Note

This is a community plugin, an external project maintained by its respective author. Community plugins are not part of FiftyOne core and may change independently. Please review each plugin’s documentation and license before use.

GUI-Actor FiftyOne Integration#

A FiftyOne integration for Microsoft’s GUI-Actor vision-language models, enabling GUI automation and visual interface analysis with rich attention visualization.

Overview#

GUI-Actor is a multimodal foundation model designed for GUI automation tasks. This integration brings GUI-Actor’s capabilities to FiftyOne, allowing you to:

Predict interaction points on GUI screenshots with confidence scores
Visualize attention maps showing where the model focuses
Analyze GUI understanding across datasets of interface screenshots
Evaluate model performance on GUI automation tasks

Features#

Keypoint Detection: Identifies optimal interaction points for GUI automation
Attention Heatmaps: Automatically stores attention maps on samples for visualization
Multiple Model Sizes: Support for both 3B and 7B parameter variants
Flexible Prompting: Use custom prompts or dataset instruction fields
Seamless Integration: Works with FiftyOne’s dataset management and visualization

Installation#

# Install FiftyOne
pip install fiftyone

Quick Start#

import fiftyone as fo
import fiftyone.zoo as foz
from fiftyone.utils.huggingface import load_from_hub

# Load a GUI dataset
dataset = load_from_hub("Voxel51/ScreenSpot-v2", shuffle=True)

# Register the model source
foz.register_zoo_model_source("https://github.com/harpreetsahota204/gui_actor")

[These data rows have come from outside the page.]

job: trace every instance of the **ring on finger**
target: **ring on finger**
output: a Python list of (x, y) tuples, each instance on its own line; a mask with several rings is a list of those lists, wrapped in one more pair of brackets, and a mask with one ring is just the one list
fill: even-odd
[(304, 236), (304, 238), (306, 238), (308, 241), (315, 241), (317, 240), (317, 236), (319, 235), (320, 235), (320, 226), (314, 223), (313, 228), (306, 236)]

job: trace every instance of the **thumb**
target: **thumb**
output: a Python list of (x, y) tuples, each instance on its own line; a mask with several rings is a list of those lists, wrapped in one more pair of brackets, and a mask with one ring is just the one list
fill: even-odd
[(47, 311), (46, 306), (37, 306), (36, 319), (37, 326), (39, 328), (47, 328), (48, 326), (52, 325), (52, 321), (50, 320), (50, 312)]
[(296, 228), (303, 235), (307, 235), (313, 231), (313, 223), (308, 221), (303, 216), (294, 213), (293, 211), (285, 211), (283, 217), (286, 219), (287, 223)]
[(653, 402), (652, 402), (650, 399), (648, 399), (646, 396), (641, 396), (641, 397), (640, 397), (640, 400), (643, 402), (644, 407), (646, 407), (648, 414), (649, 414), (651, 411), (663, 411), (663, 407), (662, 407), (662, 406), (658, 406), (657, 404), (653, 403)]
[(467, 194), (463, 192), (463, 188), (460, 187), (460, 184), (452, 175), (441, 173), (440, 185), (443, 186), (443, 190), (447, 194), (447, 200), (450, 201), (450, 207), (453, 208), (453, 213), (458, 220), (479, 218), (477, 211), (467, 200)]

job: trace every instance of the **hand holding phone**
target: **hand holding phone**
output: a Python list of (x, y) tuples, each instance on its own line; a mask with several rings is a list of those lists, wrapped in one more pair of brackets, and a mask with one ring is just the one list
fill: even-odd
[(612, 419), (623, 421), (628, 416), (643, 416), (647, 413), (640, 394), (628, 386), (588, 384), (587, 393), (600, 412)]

# Load the GUI-Actor model
model = foz.load_zoo_model("microsoft/GUI-Actor-7B-Qwen2.5-VL")

# Apply model to dataset
# Keypoints are stored in "guiactor_output"
# Attention heatmaps are automatically stored in "gui_actor_heatmap"
dataset.apply_model(
    model, 
    prompt_field="instruction",  # Use dataset's instruction field
    label_field="guiactor_output"
)

# Visualize results
session = fo.launch_app(dataset)

Model Variants#

Model	Parameters	Description
`microsoft/GUI-Actor-3B-Qwen2.5-VL`	3B	Lightweight version for faster inference
`microsoft/GUI-Actor-7B-Qwen2.5-VL`	7B	Full-size model with best performance

Output Format#

The model stores two fields on each sample:

Keypoints (label_field): Interaction points with confidence scores
Attention Heatmap (gui_actor_heatmap): Attention map stored as fo.Heatmap

Keypoint Structure#

fo.Keypoint(
    label="top_interaction_point",
    points=[[x, y]],  # Normalized coordinates [0,1]
    confidence=[confidence_score],  # Model confidence
    reasoning="the model's output text"  # Custom attribute
)

Attention Heatmap#

Stored automatically as gui_actor_heatmap field on each sample
Contains normalized attention scores in [0, 1] range
Stored at native model resolution (FiftyOne handles resizing for visualization)
Visualize in the FiftyOne App as a heatmap overlay

Advanced Usage#

Custom Prompts#

# Use a custom prompt instead of dataset field
model = foz.load_zoo_model("microsoft/GUI-Actor-7B-Qwen2.5-VL")
model.prompt = "Click the login button"

# Apply to dataset
predictions = dataset.apply_model(model, label_field="custom_predictions")

Integration Details#

Model Architecture#

Based on Qwen2.5-VL with pointer generation capabilities
Uses attention-based grounding for spatial understanding
Supports multiple candidate region detection
Implements specialized pointer tokens for coordinate generation

License#

This integration is licensed under the Apache 2.0 License. The GUI-Actor models are licensed under the MIT License.

Citation#

@article{wu2025gui,
  title={GUI-Actor: Coordinate-Free Visual Grounding for GUI Agents},
  author={Wu, Qianhui and Cheng, Kanzhi and Yang, Rui and Zhang, Chaoyun and Yang, Jianwei and Jiang, Huiqiang and Mu, Jian and Peng, Baolin and Qiao, Bo and Tan, Reuben and others},
  journal={arXiv preprint arXiv:2506.03143},
  year={2025}
}